1 McDowell, Joseph Nashe. 1860. “A letter to the Rev. Henry Ward Beecher, and an address to the legislature of the state of Missouri.” Slavery and Anti-Slavery. Gale. St. Olaf College Libraries. http://find.galegroup.com/sas/infomark.do?&source=gale&prodId=SAS&userGroupName=mnastolaf&tabID=T001&docPage=article&callistoContentSet=LCPC&searchType=AdvancedSearchForm&docId=DS4103086904&type=multipage&contentSet=ECCO&version=1.0&relevancePageBatch=DS103086895&docLevel=FASCIMILE (accessed March 8, 2018).
2 Hischak, Thomas. “‘Carry Me Back to Old Virginny’ (song, 1878).” The American Mosaic: The African American Experience, ABC-CLIO, 2018. africanamerican2.abc-clio.com/Search/Display/1571989 (accessed March 8, 2018).
3 Erickson, Shannon. “Bland, James A. (1854-1911).” Blackpast.org African American History. http://www.blackpast.org/aah/bland-james-1854-1911 (accessed March 8, 2018).

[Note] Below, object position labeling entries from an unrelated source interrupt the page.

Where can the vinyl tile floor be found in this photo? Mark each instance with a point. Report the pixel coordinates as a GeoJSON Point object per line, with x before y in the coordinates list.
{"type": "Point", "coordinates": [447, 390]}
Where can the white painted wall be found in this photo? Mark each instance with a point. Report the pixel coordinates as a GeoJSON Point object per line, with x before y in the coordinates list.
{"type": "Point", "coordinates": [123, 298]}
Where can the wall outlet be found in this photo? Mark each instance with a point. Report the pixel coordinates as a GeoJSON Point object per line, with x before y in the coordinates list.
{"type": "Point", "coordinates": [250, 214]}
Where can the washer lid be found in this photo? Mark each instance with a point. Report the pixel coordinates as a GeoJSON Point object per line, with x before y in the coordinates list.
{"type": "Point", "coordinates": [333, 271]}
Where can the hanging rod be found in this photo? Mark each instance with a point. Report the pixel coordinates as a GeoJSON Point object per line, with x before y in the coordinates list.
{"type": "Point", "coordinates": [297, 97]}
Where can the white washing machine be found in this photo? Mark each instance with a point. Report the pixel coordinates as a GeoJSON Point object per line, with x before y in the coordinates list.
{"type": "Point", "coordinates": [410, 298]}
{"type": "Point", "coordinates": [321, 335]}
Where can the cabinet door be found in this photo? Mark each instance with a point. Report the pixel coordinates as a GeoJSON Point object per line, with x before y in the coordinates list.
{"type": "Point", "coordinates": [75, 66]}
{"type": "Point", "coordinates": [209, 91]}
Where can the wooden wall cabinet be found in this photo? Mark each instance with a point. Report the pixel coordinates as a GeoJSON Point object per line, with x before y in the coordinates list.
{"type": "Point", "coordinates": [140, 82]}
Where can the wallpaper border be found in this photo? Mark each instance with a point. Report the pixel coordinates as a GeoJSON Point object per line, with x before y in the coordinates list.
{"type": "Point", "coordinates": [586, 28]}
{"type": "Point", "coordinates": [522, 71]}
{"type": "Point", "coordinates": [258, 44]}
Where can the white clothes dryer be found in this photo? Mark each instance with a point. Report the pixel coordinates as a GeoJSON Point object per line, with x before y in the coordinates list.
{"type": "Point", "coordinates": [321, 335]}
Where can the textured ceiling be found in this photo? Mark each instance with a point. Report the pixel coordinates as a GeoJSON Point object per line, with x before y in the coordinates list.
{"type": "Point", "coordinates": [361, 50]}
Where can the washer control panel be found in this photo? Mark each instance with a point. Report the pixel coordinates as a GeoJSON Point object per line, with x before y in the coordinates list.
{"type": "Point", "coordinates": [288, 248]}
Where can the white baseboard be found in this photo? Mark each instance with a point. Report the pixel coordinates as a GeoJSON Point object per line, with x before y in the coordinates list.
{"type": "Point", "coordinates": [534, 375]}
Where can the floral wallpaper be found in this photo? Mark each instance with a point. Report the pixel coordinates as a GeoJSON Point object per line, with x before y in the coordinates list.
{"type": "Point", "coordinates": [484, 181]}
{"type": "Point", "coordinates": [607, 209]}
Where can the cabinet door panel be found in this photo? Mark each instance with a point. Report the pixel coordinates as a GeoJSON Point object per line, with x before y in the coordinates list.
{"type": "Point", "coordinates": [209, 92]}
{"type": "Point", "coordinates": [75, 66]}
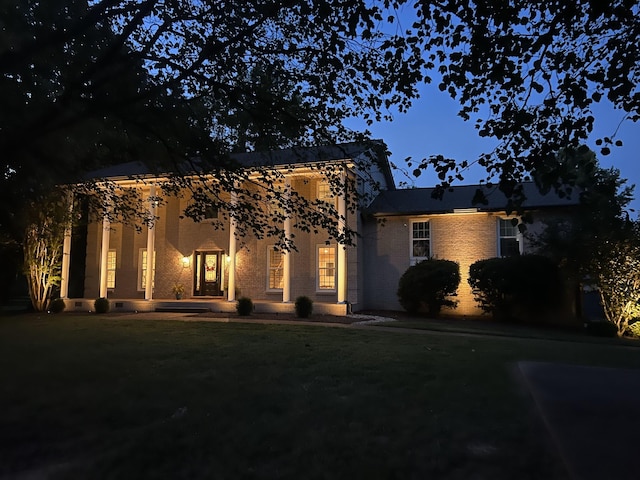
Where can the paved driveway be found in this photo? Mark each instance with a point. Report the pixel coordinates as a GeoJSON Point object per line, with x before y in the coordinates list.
{"type": "Point", "coordinates": [593, 415]}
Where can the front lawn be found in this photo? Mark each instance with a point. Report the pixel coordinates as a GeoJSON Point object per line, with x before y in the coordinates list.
{"type": "Point", "coordinates": [110, 397]}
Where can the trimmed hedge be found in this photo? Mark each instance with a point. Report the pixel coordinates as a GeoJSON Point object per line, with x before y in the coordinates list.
{"type": "Point", "coordinates": [514, 287]}
{"type": "Point", "coordinates": [101, 305]}
{"type": "Point", "coordinates": [304, 307]}
{"type": "Point", "coordinates": [244, 306]}
{"type": "Point", "coordinates": [56, 305]}
{"type": "Point", "coordinates": [427, 286]}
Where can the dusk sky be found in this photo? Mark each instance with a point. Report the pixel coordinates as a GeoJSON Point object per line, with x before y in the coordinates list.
{"type": "Point", "coordinates": [432, 127]}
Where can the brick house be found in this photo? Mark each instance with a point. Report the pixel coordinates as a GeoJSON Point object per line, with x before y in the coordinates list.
{"type": "Point", "coordinates": [417, 226]}
{"type": "Point", "coordinates": [215, 266]}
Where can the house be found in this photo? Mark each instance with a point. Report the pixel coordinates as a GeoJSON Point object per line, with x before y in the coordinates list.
{"type": "Point", "coordinates": [215, 264]}
{"type": "Point", "coordinates": [417, 226]}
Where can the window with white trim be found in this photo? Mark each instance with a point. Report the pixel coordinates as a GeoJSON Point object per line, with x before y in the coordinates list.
{"type": "Point", "coordinates": [420, 241]}
{"type": "Point", "coordinates": [111, 269]}
{"type": "Point", "coordinates": [275, 268]}
{"type": "Point", "coordinates": [325, 194]}
{"type": "Point", "coordinates": [510, 242]}
{"type": "Point", "coordinates": [326, 268]}
{"type": "Point", "coordinates": [142, 269]}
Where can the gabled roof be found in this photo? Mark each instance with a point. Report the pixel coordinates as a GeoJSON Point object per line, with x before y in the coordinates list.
{"type": "Point", "coordinates": [376, 149]}
{"type": "Point", "coordinates": [417, 201]}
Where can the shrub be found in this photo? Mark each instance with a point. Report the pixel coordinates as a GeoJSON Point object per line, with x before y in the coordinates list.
{"type": "Point", "coordinates": [101, 305]}
{"type": "Point", "coordinates": [56, 305]}
{"type": "Point", "coordinates": [602, 329]}
{"type": "Point", "coordinates": [304, 307]}
{"type": "Point", "coordinates": [633, 330]}
{"type": "Point", "coordinates": [244, 306]}
{"type": "Point", "coordinates": [514, 286]}
{"type": "Point", "coordinates": [427, 285]}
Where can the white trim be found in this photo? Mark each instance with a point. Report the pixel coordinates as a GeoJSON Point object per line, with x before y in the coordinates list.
{"type": "Point", "coordinates": [518, 236]}
{"type": "Point", "coordinates": [140, 286]}
{"type": "Point", "coordinates": [270, 249]}
{"type": "Point", "coordinates": [330, 198]}
{"type": "Point", "coordinates": [112, 270]}
{"type": "Point", "coordinates": [333, 247]}
{"type": "Point", "coordinates": [412, 258]}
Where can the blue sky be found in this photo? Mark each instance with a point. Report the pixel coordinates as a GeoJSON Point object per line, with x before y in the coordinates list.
{"type": "Point", "coordinates": [432, 127]}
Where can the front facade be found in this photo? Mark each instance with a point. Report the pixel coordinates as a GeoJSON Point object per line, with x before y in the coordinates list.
{"type": "Point", "coordinates": [140, 266]}
{"type": "Point", "coordinates": [177, 257]}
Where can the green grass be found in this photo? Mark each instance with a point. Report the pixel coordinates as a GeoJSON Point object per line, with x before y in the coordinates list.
{"type": "Point", "coordinates": [106, 397]}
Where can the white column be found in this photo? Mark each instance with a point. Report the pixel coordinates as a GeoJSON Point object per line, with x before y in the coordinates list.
{"type": "Point", "coordinates": [231, 287]}
{"type": "Point", "coordinates": [151, 244]}
{"type": "Point", "coordinates": [286, 255]}
{"type": "Point", "coordinates": [104, 253]}
{"type": "Point", "coordinates": [342, 252]}
{"type": "Point", "coordinates": [66, 251]}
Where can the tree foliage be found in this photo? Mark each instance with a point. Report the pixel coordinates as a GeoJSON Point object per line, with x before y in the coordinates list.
{"type": "Point", "coordinates": [530, 74]}
{"type": "Point", "coordinates": [601, 216]}
{"type": "Point", "coordinates": [166, 82]}
{"type": "Point", "coordinates": [597, 244]}
{"type": "Point", "coordinates": [515, 287]}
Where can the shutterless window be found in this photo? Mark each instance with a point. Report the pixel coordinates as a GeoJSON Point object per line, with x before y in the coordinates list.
{"type": "Point", "coordinates": [325, 194]}
{"type": "Point", "coordinates": [142, 269]}
{"type": "Point", "coordinates": [327, 268]}
{"type": "Point", "coordinates": [275, 268]}
{"type": "Point", "coordinates": [509, 238]}
{"type": "Point", "coordinates": [420, 241]}
{"type": "Point", "coordinates": [111, 269]}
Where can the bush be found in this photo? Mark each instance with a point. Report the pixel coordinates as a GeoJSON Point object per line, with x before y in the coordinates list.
{"type": "Point", "coordinates": [101, 305]}
{"type": "Point", "coordinates": [304, 307]}
{"type": "Point", "coordinates": [244, 306]}
{"type": "Point", "coordinates": [602, 329]}
{"type": "Point", "coordinates": [56, 305]}
{"type": "Point", "coordinates": [427, 285]}
{"type": "Point", "coordinates": [513, 287]}
{"type": "Point", "coordinates": [633, 330]}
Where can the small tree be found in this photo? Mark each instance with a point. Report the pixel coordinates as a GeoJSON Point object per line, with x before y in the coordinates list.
{"type": "Point", "coordinates": [47, 220]}
{"type": "Point", "coordinates": [616, 268]}
{"type": "Point", "coordinates": [428, 284]}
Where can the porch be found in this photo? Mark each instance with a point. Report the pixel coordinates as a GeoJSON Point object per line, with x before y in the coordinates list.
{"type": "Point", "coordinates": [216, 305]}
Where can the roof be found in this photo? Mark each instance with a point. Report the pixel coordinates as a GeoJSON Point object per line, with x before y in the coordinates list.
{"type": "Point", "coordinates": [376, 149]}
{"type": "Point", "coordinates": [416, 201]}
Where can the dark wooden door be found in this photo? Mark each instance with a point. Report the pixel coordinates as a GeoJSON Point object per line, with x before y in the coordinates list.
{"type": "Point", "coordinates": [207, 281]}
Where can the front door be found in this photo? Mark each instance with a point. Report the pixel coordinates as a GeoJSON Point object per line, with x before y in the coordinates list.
{"type": "Point", "coordinates": [207, 274]}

This is wonderful! I had no idea “Carry Me Back to Old Virginny” was the state song until so recently. (Sad face.) Thanks for sharing the sheet music with us, and thanks for acknowledging the complexity of Bland’s situation. I think I showed a picture of him in class on Tuesday – he was a really famous and successful minstrel, and I would *love* to know what he thought about his own profession and reputation. Keep up the great work!
PS Thanks for the extensive tags list. That is some exemplary tagging!